Investment market shifts also reflect AI's transitional phase. In Q3 2025, global venture capital reached $95.6 billion, but deal volumes hit their lowest since 2016. Investors are becoming more selective, channeling larger funds into mature, high-potential projects.
03
A New Cycle, A New Opportunity
Historically, AI has undergone three waves: the 1980s expert systems collapsed due to data and computing scarcity; the 2000s machine learning relied on manual feature engineering, failing to break the "black box" dilemma; the 2020s large models achieved general intelligence through self-supervised learning and massive data, yet face deployment challenges.
Compared to previous waves, the large model revolution drives more profound change with a "double-helix structure" of simultaneous technological breakthroughs (large models) and industrial demand (digitization). IDC data shows China's AI IaaS market surged 122.4% YoY to $19.87 billion in H1 2025, with GenAI IaaS growing 219.3%.
Moreover, domestic and overseas AI development exhibit distinct traits.
Overseas markets are innovation-driven by foundational models, with firms like OpenAI and Anthropic pushing model capabilities. China, on the other hand, prioritizes application deployment, leveraging its vast user base and diverse scenarios for commercialization.
Industry analysis reveals the core issue lies not in business imagination but in supply-demand dynamics. On one hand, computing supply diversifies as domestic and foreign cloud providers develop proprietary chips, stabilizing resource availability and pricing. On the other, demand structures reshape as enterprises seek AI integration into business processes for value closure.
Against this backdrop, emerging forces are quietly rising.
In chip design, Hygon Information's revenue grew 54.65% in Q1-Q3, while Cambricon's surged 2,386.38%, showcasing domestic AI chip potential. LiblibAI, focused on AI visual creation, secured $130 million in Series B funding—the largest domestic AI application deal—indicating renewed capital appraisal of application-layer firms.
In other words, AI is transitioning from "resource supply-driven" to "innovation-empowered-driven."
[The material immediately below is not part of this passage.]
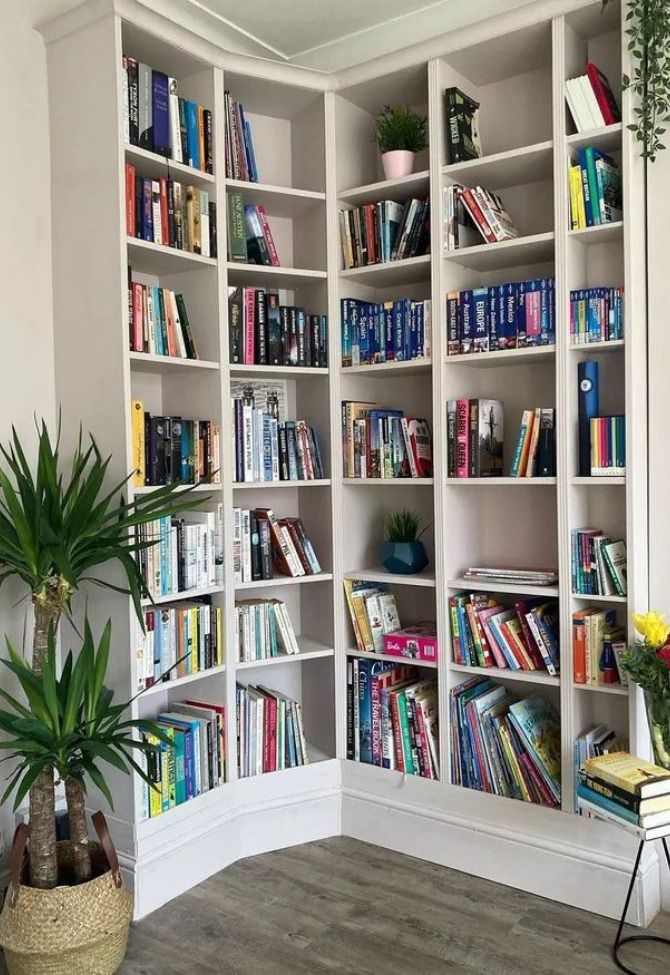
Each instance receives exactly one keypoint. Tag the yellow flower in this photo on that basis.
(652, 627)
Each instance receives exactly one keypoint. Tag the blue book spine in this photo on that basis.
(160, 113)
Apple's birth resulted from Jobs' 1976 "garage madness" and Cook's 1997 "rationality." Who will become the "Apple of the AI era?" The answer may lie in keywords: long-termism, ecological thinking, and user-centricity. Just as the 1998 iMac broke electronics' "gray tradition" with rainbow colors, future AI firms must find their "breakthrough point"—not by competing on model parameters but by redefining human-world relationships through technology.